Others chimed in with variations on the theme that nothing can be done to prevent or even reduce gun violence in America. And the leading Republican candidate trumpeted the standard lobby line that more guns means more safety. If faculty and/or students had guns in the classroom, lives would have been saved as the target victims fought back against the attacker.
To make such a claim is preposterous. Calling for more guns in the hands of more people is ludicrous on its face, and can only result in more deaths. In a time of stress, who can tell the good guys with guns from the bad guys with guns? It's not like they wear special hats, as they did in old Hollywood movie Westerns. When bullets start flying, a person with a gun will be a target. There will be no Q & A session or classroom quiz beforehand.
During the theater shooting incident in Aurora, Colorado, in July, 2012, there was an off-duty police officer in the audience when the shooting started. But, as a well trained policeman, he knew better than to draw his weapon in a crowded theater.
Shooters responsible for the mass killings in America recently were not members of any militia, well regulated or otherwise. In fact, the shooter in last week's incident in Colorado was rejected by the military within weeks of beginning his service.
Firm believers in the gun lobby claim their weapons are needed for self protection, and are opposed to registration, warning that their guns would be needed to fight an enemy invasion, and a hostile government could easily locate and confiscate their registered weapons.

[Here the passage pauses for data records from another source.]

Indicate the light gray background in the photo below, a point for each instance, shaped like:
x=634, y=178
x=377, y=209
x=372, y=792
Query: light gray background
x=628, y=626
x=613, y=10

Do they really distrust their freely elected American government or the American military that much? Do they really believe the American military is incompetent?
Many, if not most, gun owners are responsible, conscientious citizens who use their pistols, rifles and shotguns for sport and for hunting. and support legislation that would keep guns out of the hands of criminals and the mentally unstable. Weapons like the AK47 and similar military-style assault rifles are designed to be used for just one thing -- to kill people. They cannot be used for hunting. In fact, in some highly populated states, only shotgun and bow-and-arrow hunting is allowed. No rifles.
All the while, whenever the issue of gun control comes up, supporters led by the National Rifle Association (NRA), raise the chant that the Second Amendment guarantees the "right of the people to bear arms." But in doing so, they ignore the first four words of that Amendment, which cites the need for "A well regulated militia ..." The Constitution does not guarantee or endorse an individual's right to build a personal arsenal. In fact, a counter-argument is that the Second Amendment, far from banning gun control, actually demands it, through the formation of well regulated militias, organized and operated by local governments -- that is to say, "the people," not by individuals.
So to shrug off mass killing sprees by individuals, claiming they are done only by "the crazies," as candidate Ben Carson said, is to admit a failure to even consider any attempt to resolve a problem. And if the massacres are indeed largely done by those who are mentally unstable, that's even more reason to reach out and help them.
Meanwhile, massacres by individuals armed with high-capacity weapons and assault rifles become "routine," as President Barack Obama angrily put it, and nothing is done to resolve the problem.
To deny that a problem exists is moral blindness. To refuse to take a single step to deal with it is foolish. Every journey begins with a single step.